Dr Robson speaks with ecancer at ASCO 2017 about the growth-limiting application of olaparib, a PARP inhibitor, to treat BRCA breast cancer.

He describes how, among 300 women included in the trial, disease progression was slowed by up to 3 months, reducing the chance of disease progression by 42%.

For more, watch Dr Robson speak at the press session in which these results were announced, or read about the findings here.

The data has also been published in The New England Journal of Medicine .


ecancer's filming has been kindly supported by Amgen through the ECMS Foundation. ecancer is editorially independent and there is no influence over content.

There were 205 women who got the olaparib, 97 who got the chemotherapy and the women who got the olaparib had an improvement in their progression free survival, their overall response rate and their quality of life took longer to deteriorate.

Can you go into more of the details there.

Well, side effects, it was well tolerated. There were fewer significant side effects grade 3 or higher, fewer women who had to discontinue treatment because of side effects. The main side effects were mild nausea and the main significant side effect was anaemia. But, as I said, despite that quality of life was better preserved than in the chemotherapy arm.

That’s a class associated side effect.

Yes, it’s a well know side effect from olaparib, been described in many other prior studies.

It seems that PARP inhibitors have been picking up more of a groundswell, almost like immuno-oncology, over the last couple of years. Where do you see these results heading for changing the way that we do care for people with BRCA positive breast cancer mutations?

Hopefully, assuming regulatory approval, they’ll immediately become an option for women who are now facing a decision about do they need to go on a conventional chemotherapy agent or can they avoid that for a little bit longer with a targeted therapy agent and hopefully for more than a little bit longer. But it’s also, in a sense, a proof of principle that we need to build upon by improving the results, either by using rational combinations with other targeted therapy agents or perhaps in combination with immune oncology agents or even potentially with conventional chemotherapy.
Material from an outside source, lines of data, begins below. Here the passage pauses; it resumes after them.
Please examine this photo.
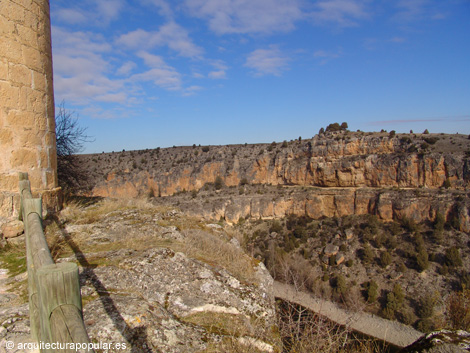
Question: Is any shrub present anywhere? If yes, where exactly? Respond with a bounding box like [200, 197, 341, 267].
[442, 178, 451, 189]
[416, 249, 429, 272]
[326, 123, 341, 131]
[269, 219, 283, 233]
[362, 244, 374, 264]
[332, 275, 348, 296]
[367, 280, 379, 303]
[417, 293, 437, 319]
[446, 289, 470, 331]
[398, 262, 407, 273]
[434, 212, 446, 231]
[380, 251, 392, 268]
[214, 175, 224, 190]
[401, 216, 419, 233]
[423, 137, 439, 145]
[444, 246, 462, 267]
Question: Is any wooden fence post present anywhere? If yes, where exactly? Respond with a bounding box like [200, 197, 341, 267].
[37, 262, 89, 352]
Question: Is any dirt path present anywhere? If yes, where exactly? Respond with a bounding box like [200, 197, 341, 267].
[274, 281, 423, 347]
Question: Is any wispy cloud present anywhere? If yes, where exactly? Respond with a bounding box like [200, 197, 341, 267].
[51, 0, 125, 26]
[141, 0, 174, 19]
[207, 60, 228, 79]
[394, 0, 452, 23]
[116, 22, 203, 57]
[52, 26, 127, 104]
[131, 51, 182, 91]
[185, 0, 302, 34]
[310, 0, 370, 27]
[245, 46, 289, 76]
[313, 50, 342, 65]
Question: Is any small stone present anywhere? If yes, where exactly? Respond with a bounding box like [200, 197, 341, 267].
[1, 221, 24, 239]
[335, 253, 344, 265]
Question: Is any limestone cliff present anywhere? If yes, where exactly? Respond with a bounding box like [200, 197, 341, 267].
[77, 133, 470, 229]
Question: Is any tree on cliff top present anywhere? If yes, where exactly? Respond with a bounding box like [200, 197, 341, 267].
[55, 102, 92, 193]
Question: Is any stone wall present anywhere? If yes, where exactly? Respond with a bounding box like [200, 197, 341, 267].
[0, 0, 58, 217]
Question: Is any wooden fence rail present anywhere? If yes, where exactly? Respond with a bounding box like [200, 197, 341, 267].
[19, 173, 94, 353]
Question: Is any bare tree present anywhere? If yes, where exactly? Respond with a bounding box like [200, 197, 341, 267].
[55, 102, 93, 193]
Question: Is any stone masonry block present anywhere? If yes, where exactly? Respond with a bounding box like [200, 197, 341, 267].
[19, 128, 44, 149]
[28, 90, 46, 116]
[0, 174, 18, 190]
[0, 81, 20, 109]
[0, 13, 15, 36]
[16, 24, 38, 48]
[0, 59, 8, 80]
[28, 169, 43, 190]
[0, 36, 22, 63]
[10, 148, 38, 166]
[39, 149, 49, 168]
[0, 126, 13, 145]
[8, 64, 31, 86]
[32, 71, 46, 93]
[7, 110, 34, 127]
[45, 131, 56, 148]
[2, 1, 26, 23]
[22, 45, 43, 71]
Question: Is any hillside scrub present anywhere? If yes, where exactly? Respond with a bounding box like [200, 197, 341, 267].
[241, 214, 470, 330]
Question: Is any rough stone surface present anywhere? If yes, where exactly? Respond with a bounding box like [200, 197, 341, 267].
[0, 221, 24, 239]
[0, 0, 57, 218]
[0, 204, 279, 353]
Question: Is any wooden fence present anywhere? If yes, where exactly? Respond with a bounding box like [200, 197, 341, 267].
[19, 173, 94, 353]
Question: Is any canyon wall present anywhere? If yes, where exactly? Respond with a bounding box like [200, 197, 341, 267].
[86, 137, 470, 197]
[79, 134, 470, 231]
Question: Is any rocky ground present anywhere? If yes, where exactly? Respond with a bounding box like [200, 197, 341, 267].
[0, 198, 279, 352]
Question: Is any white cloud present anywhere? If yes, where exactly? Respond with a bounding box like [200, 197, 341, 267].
[313, 50, 342, 65]
[185, 0, 302, 34]
[141, 0, 173, 18]
[116, 22, 203, 57]
[52, 26, 126, 104]
[183, 86, 204, 97]
[131, 51, 182, 91]
[207, 70, 227, 79]
[245, 46, 289, 76]
[51, 0, 125, 26]
[310, 0, 369, 27]
[54, 9, 87, 24]
[116, 61, 137, 76]
[394, 0, 448, 23]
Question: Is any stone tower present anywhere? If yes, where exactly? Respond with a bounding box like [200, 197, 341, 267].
[0, 0, 60, 219]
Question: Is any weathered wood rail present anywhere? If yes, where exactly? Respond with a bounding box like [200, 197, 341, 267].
[19, 173, 94, 353]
I was just about to ask for any combinations you can think of or if it was a staging adjuvant, neoadjuvant, second line.

There is a very large international adjuvant setting trial that’s going on right now called OlympiA, the international coordinating investigator is Andrew Tutt, actually, from London. That is approximately halfway accrued in women who have BRCA mutations and high risk of recurrence so that will be an exciting move towards the early stage, early line. Then there are certainly a number of people that are looking at different ways of doing the combination trials, at least in exploratory early stage trials right now.